ME: No. I know it will end, because everything ends. Life, love, friendship, it all fades and dies. Or if it doesn’t, then it lasts until one or the other involved dies. Which ends it.
RANDI: Well, I'm a realist. When a man's dead, there's nothing I can do to help him. The only thing I can worry about now is what that death means.
ME: “Who's Joe?”
RANDI: Exactly. I will eat his steak. Because it was ordered, and because life goes on. As a fatalist you should know that. But like most fatalists, you see the end as final. It's only final for one person or one thing. The rest of us cope in our own way.

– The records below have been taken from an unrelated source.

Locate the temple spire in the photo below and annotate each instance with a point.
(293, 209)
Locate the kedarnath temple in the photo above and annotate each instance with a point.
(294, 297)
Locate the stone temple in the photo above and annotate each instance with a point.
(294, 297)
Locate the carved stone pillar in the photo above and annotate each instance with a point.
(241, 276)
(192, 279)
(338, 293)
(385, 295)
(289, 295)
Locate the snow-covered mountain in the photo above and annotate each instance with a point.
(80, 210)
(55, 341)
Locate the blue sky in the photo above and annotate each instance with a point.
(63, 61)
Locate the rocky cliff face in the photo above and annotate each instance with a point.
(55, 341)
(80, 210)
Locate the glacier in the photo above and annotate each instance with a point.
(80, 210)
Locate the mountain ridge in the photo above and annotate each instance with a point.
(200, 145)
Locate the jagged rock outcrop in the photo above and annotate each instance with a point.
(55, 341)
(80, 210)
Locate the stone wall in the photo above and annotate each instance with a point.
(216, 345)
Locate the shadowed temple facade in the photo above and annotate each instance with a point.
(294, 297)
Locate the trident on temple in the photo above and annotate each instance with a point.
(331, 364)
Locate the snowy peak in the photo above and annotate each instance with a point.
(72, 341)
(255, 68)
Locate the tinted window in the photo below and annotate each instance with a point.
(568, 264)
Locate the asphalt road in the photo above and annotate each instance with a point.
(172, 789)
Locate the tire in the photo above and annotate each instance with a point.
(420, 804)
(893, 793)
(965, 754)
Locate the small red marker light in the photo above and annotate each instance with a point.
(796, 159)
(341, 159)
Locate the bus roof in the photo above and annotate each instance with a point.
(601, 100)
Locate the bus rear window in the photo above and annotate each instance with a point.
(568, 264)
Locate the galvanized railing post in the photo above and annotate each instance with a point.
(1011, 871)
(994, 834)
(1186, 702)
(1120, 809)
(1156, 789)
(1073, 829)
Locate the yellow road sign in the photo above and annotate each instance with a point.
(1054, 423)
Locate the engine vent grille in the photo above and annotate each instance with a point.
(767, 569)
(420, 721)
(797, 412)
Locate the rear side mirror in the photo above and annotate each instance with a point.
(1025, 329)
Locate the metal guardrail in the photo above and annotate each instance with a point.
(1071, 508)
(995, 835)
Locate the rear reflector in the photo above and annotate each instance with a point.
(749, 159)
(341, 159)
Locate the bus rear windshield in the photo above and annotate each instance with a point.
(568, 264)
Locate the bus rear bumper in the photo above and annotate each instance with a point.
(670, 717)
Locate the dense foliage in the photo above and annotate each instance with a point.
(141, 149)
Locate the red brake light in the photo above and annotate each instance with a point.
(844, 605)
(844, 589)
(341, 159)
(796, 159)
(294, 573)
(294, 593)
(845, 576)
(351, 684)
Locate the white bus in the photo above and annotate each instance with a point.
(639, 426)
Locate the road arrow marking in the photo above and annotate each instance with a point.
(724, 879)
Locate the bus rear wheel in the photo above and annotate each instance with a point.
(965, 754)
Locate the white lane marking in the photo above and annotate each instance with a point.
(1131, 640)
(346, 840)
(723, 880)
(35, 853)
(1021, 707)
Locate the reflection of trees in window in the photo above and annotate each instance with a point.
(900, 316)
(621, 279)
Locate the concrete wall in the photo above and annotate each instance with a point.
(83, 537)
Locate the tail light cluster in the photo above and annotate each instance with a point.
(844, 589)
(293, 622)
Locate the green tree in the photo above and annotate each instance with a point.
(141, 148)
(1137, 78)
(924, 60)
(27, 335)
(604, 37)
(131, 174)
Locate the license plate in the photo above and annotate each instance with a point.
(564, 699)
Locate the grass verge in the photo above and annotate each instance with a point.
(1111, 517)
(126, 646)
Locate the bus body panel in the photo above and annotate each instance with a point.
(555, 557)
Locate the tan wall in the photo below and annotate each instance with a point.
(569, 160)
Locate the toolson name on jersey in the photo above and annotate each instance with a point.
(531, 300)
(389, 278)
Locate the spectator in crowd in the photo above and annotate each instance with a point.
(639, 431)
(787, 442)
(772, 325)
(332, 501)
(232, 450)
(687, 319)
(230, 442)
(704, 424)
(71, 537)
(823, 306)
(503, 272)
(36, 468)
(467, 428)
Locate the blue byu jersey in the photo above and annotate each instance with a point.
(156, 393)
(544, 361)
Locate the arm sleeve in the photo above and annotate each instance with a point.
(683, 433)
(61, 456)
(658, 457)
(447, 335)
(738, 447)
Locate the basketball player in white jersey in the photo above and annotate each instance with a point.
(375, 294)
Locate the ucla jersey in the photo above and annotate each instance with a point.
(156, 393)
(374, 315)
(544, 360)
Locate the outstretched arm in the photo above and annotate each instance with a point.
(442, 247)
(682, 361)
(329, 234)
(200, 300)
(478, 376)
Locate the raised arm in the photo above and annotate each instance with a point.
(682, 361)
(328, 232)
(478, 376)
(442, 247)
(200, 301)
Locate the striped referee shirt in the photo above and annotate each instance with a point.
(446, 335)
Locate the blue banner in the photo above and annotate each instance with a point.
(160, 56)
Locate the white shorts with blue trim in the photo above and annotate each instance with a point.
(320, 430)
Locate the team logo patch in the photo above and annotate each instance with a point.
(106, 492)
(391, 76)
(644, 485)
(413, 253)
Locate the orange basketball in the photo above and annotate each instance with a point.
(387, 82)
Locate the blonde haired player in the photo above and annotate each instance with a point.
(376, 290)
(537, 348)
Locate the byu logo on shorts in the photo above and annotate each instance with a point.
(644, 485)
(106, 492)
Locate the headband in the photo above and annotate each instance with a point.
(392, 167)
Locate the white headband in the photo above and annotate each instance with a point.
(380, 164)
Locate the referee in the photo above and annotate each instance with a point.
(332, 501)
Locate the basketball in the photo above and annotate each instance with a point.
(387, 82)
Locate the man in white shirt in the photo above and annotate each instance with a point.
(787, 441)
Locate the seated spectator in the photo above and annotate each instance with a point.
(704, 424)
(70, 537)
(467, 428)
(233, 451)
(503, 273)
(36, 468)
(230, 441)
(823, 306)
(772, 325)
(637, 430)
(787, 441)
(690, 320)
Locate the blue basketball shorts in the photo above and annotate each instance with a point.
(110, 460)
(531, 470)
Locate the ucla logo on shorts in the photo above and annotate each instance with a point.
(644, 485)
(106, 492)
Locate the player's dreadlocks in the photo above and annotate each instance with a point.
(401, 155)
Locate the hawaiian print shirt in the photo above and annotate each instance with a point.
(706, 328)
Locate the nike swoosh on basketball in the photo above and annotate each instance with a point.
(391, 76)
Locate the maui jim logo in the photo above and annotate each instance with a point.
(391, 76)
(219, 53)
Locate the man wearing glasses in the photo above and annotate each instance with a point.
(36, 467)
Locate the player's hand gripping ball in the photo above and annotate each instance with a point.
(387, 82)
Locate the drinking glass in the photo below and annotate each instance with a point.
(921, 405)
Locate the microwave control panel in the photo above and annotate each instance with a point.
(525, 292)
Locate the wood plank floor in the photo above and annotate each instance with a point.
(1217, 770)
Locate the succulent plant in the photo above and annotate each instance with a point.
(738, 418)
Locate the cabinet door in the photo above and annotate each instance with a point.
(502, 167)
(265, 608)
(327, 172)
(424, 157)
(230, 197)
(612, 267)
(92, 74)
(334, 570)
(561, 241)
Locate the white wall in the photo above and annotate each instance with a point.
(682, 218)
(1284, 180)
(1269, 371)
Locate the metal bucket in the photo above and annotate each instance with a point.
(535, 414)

I think of how rare it is to talk to someone who gets my movie references. (“Who's Joe?” is from Only Angels Have Wings). I think of the Professor and the individual universe talk we had. (I looked it up at work the next day; there are two Greek terms for this—the idios kosmos and the koinos kosmos, the individual universe and the shared one.) My beer brain is trying to form a coherent defense to what Randi has just said, because my beer heart has taken her last words as an insult, if not an attack, but before I can think of anything, Randi is leaning forward at me and hissing: “I am SO PISSED at you for being pissed at me, and I cannot tell you how pissed off I am that it’s pissing me off.” By the time I comprehend the first half of what she’s said, the second half has dribbled through my mental fingers like verbal mercury. All I can manage in reply is: “So why exactly am I pissing you off so much?” 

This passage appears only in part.